M. Caouette (Martin) : Les gens ne se définissent pas comme des gens incapables. Il y a des personnes qui vont utiliser, par exemple, l'expression personne handicapée pour parler de soi, mais ce n'est pas un élément identitaire comme le mot... le mot incapacité. Donc, c'est là, en fait, que la nuance est extrêmement importante.

Mme Labrie : C'est maintenant beaucoup plus clair. Merci beaucoup.

La Présidente (Mme Lecours, Les Plaines) : Merci, Mme la députée. Alors, professeur Caouette, professeure...

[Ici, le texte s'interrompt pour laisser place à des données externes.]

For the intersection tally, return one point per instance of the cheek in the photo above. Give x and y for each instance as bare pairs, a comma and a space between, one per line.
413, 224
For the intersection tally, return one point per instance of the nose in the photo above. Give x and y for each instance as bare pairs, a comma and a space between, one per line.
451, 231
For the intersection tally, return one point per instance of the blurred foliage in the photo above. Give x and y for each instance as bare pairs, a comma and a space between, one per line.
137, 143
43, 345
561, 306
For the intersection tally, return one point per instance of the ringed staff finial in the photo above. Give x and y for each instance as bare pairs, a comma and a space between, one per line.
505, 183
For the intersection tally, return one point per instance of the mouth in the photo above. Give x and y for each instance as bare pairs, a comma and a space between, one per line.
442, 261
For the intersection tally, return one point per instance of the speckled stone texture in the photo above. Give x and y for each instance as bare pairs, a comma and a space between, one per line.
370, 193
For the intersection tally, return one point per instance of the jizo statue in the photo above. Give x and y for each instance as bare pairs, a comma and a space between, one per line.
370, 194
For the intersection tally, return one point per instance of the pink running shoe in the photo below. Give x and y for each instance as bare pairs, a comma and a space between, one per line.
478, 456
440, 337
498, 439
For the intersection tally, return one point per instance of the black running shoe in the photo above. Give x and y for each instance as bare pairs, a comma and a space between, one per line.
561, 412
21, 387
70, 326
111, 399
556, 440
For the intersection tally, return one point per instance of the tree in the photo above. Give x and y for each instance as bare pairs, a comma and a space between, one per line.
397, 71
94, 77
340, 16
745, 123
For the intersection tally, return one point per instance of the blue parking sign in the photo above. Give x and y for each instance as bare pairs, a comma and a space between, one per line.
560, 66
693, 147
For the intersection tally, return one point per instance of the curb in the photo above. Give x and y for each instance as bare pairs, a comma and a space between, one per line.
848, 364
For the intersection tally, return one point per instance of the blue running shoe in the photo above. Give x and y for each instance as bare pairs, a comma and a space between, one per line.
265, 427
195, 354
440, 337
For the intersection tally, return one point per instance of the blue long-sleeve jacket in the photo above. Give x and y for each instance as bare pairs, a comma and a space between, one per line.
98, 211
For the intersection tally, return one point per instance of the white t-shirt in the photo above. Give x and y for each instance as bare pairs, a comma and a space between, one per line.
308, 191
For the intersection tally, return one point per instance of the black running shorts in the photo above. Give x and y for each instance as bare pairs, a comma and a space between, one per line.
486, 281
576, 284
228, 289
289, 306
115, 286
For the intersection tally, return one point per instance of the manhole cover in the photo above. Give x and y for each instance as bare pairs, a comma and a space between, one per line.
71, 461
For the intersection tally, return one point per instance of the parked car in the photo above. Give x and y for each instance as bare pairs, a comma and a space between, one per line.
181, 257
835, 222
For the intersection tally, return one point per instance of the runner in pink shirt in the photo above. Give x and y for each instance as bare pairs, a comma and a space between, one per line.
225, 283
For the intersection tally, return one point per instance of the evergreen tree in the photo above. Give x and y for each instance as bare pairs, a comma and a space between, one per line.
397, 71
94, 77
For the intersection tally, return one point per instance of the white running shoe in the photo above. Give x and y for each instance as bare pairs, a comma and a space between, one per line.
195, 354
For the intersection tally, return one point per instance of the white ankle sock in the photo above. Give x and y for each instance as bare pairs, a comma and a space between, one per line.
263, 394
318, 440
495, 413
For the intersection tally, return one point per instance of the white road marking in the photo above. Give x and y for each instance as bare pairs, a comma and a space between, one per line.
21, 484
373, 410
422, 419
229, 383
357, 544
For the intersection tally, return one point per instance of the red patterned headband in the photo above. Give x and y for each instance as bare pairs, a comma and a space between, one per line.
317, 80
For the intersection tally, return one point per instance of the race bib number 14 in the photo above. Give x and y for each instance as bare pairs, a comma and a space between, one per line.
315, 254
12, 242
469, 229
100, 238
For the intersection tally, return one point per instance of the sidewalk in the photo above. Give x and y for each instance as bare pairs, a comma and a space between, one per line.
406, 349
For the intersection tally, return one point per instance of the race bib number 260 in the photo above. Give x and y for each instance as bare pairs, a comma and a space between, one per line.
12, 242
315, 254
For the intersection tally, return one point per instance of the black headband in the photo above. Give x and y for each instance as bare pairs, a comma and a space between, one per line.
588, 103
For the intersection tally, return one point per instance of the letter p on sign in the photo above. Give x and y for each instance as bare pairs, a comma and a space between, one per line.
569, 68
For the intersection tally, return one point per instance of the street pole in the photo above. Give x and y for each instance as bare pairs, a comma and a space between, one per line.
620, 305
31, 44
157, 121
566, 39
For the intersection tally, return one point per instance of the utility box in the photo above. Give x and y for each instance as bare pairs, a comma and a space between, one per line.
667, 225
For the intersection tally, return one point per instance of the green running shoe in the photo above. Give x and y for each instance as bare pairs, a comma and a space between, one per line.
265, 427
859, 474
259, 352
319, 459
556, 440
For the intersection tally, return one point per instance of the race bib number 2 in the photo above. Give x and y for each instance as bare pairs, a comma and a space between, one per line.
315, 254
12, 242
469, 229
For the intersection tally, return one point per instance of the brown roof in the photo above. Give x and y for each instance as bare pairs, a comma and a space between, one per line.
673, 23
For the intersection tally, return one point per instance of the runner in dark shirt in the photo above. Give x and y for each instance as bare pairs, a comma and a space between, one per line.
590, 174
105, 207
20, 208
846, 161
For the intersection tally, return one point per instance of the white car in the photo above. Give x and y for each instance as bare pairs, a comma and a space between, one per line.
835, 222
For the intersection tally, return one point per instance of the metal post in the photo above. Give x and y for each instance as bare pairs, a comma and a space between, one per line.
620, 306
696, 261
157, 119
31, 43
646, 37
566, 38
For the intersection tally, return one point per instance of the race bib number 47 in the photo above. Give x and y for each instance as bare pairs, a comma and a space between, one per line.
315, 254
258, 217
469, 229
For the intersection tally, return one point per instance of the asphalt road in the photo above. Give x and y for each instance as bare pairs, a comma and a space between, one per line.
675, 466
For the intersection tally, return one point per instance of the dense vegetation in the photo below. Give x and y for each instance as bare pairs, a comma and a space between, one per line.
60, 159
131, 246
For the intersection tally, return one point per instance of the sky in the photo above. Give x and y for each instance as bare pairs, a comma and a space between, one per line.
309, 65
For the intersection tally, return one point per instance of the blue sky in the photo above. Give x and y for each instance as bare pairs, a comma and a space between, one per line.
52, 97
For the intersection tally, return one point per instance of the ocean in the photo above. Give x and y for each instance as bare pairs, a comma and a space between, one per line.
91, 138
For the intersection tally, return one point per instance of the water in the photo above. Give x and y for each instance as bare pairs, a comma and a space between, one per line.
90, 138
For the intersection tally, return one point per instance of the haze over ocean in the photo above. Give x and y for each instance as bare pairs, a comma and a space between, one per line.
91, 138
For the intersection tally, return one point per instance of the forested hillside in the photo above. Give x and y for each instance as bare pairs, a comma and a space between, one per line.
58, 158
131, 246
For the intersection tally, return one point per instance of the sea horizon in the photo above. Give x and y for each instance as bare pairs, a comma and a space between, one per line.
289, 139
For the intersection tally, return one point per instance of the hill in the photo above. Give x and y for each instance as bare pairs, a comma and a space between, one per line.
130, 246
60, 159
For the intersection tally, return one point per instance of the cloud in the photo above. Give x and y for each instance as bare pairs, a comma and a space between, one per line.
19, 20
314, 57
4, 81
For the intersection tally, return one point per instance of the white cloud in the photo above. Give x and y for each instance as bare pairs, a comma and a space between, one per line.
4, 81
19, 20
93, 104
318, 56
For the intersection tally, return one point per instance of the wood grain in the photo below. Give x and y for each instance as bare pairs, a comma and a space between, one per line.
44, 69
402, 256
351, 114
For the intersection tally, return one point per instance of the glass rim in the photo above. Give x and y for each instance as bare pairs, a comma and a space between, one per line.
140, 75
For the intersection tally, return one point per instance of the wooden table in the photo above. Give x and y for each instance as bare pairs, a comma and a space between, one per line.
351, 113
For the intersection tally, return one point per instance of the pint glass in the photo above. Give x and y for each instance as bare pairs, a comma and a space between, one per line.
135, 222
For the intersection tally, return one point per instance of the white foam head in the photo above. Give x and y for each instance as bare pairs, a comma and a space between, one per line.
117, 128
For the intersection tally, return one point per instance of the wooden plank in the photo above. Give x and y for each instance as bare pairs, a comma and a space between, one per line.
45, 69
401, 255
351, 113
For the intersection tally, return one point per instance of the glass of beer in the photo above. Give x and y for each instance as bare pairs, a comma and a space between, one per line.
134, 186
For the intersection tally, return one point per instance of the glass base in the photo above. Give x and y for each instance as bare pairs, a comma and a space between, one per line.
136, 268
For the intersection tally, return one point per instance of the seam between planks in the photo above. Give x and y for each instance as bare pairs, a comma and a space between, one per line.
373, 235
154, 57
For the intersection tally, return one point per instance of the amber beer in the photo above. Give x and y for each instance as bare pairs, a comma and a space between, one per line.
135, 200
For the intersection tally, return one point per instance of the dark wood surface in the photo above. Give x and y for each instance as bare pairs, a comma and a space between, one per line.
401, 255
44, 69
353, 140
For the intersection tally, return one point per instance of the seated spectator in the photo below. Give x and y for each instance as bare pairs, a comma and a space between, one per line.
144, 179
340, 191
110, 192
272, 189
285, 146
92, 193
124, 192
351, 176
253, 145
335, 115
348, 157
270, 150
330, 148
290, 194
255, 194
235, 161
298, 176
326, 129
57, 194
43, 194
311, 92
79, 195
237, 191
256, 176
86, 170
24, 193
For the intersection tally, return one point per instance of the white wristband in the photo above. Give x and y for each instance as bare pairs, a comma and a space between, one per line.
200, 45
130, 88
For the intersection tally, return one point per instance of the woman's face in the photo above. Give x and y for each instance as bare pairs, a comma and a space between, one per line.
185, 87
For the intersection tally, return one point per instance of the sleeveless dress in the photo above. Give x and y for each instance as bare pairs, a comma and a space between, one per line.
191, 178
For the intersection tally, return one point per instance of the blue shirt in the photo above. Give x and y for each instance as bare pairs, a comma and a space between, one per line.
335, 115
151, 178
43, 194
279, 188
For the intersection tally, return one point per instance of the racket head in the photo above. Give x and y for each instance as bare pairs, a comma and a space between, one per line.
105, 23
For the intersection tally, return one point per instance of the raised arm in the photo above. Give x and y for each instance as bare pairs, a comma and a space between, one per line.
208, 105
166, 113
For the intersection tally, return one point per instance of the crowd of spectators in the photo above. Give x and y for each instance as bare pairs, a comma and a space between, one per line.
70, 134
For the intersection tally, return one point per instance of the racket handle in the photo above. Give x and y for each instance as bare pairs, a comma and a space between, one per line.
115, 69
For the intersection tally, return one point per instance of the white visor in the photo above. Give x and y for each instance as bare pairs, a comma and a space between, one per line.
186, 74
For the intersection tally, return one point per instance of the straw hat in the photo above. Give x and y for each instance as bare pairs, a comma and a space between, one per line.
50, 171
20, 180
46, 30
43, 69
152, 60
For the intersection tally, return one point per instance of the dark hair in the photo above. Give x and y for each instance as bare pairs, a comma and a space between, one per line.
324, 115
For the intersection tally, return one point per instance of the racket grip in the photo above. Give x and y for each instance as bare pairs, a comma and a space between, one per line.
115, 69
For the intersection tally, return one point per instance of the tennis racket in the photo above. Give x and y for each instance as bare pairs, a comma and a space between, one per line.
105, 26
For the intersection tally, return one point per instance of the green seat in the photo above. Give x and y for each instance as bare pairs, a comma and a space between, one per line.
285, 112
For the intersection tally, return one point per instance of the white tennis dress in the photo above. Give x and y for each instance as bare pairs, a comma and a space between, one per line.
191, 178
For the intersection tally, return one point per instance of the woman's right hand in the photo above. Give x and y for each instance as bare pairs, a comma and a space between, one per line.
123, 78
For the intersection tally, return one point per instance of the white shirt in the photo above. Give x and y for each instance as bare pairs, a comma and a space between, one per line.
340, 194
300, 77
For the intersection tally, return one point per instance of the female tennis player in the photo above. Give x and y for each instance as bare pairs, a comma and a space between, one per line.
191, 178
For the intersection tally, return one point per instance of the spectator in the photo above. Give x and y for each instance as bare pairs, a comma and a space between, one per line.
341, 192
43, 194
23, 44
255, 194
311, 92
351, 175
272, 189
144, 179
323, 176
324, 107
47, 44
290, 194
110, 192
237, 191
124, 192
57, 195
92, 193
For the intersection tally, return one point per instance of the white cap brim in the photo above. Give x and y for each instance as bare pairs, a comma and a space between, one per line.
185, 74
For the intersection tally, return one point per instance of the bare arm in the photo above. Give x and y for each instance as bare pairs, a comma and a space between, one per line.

La Présidente (Mme Lecours, Les Plaines) : ...Gauthier-Boudreault... «Boudreault», bien sûr, merci beaucoup de votre présence. Vous nous avez éclairés. Donc, on va continuer notre travail. Alors, il me reste, au nom des membres de la commission, à vous souhaiter une bonne fin de journée.

Alors, merci beaucoup, mesdames. C'est un... C'était le dernier... nos deux derniers représentants. C'est un projet de loi qui a suscité beaucoup de questions, à cette étape-ci, beaucoup de... fixer aussi beaucoup de constats. Alors, on a encore énormément de travail à faire.

Mais, pour l'heure, les travaux de cette étape-ci étant terminés... Par contre, avant de lever la séance, je vais déposer, si vous me permettez, une trentaine d'autres mémoires additionnés à tous ceux que vous avez consultés et tous les gens que nous avons rencontrés. Alors, pour dire que c'est un projet de loi qui a suscité et qui va continuer à susciter beaucoup de... D'interrogations. Alors, voici.

Ceci étant fait, le dépôt des mémoires, la Commission, ayant donc accompli son mandat, ajourne ses travaux sine die.